Members: Tom Morello (Rage Against The Machine), Brad Wilk (RATM), Tim Commerford (RATM), Chuck D (Public Enemy), B-Real (Cypress Hill)

Arguably the most talked-about supergroup of the year, Prophets of Rage is what you get when you take three quarters of Rage Against the Machine and once again pair them with a vocal section that isn’t Zack de La Rocha, but also isn’t Chris Cornell.

The result isn’t quite as epic, but it’s perfect once you consider the times. The world was crying out for a protest band and we got them. B-Real and Chuck D don’t have the bratty urgency of De La Rocha, but their vocal delivery is beefier and they rely far more on lyrics than sloganeering.

Sure, when we first saw those posters go up, we were just like you, crossing our fingers and toes and excitedly jumping up and down in our seats as we prepared for the RATM reunion. Prophets of Rage is no RATM, but they’re the perfect protest band for 2016.

Crystal Fairy

Members: Buzz Osborne (Melvins), Dale Crover (Melvins), Omar Rodriguez-López (At the Drive-In/The Mars Volta), Teri Gender Bender (Le Butcherettes)

The most recent supergroup to come about in 2016 is also one of the most intriguing. Neither Osborne nor Rodriguez-López have never involved themselves in any project they don’t feel is making 100 percent vital, interesting music.

In fact, each of the bands involved — the Melvins, The Mars Volta/At The Drive-In, Le Butcherettes — are noted for their oddball tendencies. It helps, too, that Crystal Fairy’s self-titled debut album is being put out by Ipecac Recordings, Mike Patton’s label.

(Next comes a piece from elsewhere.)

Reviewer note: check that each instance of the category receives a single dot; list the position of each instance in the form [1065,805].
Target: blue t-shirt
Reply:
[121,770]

That said, the only single we’ve heard from the band so far, ‘Drugs on the Bus’, sounds a lot like a lost Melvins track just with vocals courtesy of Gender Bender (who, we must say, sounds surprisingly doom-y when matched with Osborne’s lurching riffs).

LIV

Members: Lykke Li, Andrew Wyatt (Miike Snow), Pontus Winberg (Miike Snow), Björn Yttling (Peter Bjorn and John), Jeff Bhasker

It seems most of the time when we hear about supergroups forming, it’s members of the heavy music community. We mentioned before that there’s always a requisite member of Mastodon, and let’s face it, it’s usually Troy.

That’s why the prospect of LIV is so intriguing – partly because it doesn’t come from the heavy music world, but also because the names it features, who all hail from the indie world, are all known for making memorable, original music.

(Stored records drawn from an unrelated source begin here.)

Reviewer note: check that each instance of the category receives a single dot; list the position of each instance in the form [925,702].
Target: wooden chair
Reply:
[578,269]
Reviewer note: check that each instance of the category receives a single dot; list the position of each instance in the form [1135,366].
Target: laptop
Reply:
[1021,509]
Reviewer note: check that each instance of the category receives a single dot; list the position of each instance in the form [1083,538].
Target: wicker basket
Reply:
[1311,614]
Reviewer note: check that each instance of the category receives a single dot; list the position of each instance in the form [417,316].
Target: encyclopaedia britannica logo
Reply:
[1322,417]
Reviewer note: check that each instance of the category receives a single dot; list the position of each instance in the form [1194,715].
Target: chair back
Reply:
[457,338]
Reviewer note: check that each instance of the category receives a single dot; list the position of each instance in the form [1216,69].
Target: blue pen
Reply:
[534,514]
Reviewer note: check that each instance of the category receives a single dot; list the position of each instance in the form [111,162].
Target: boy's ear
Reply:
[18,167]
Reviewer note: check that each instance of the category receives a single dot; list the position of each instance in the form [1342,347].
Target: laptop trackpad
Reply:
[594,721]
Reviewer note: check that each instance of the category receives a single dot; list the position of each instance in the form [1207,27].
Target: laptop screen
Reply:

The group recently unveiled a very NSFW video directed by Li herself for the single ‘Wings of Love’. The shimmering, retro-sounding number arrives just in time for the summer and sounds like a ’60s pop song if it was written in 2016.

Giraffe Tongue Orchestra

Members: William DuVall (Alice In Chains), Brent Hinds (Mastodon), Ben Weinman (The Dillinger Escape Plan), Pete Griffin (Dethklok), Thomas Pridgen (The Mars Volta)

Move over, Troy, Brent wants some side-project action too. “We certainly didn’t want to sound like one of our other bands,” is what Ben Weinman told Rolling Stone. Weinman who, it should be noted, founded one of the most impossible-to-sound-like bands in existence.

Then again, if anybody could sound like The Dillinger Escape Plan, it’s the founder of The Dillinger Escape Plan. That said, Giraffe Tongue Orchestra certainly have shades of Dillinger, but it’s more that it bears shades of Weinman.

By the same token, without Jerry Cantrell’s gloomy walls of guitar, you wonder how William DuVall ever garnered comparisons to Layne Staley. As for Hinds, his riffs and licks are still as sharp and elusive as a butterfly knife, but each member is given room to run free before meeting in the middle.

This is an orchestra that chases you into a funnel and hunts you down, like a pack of wolves.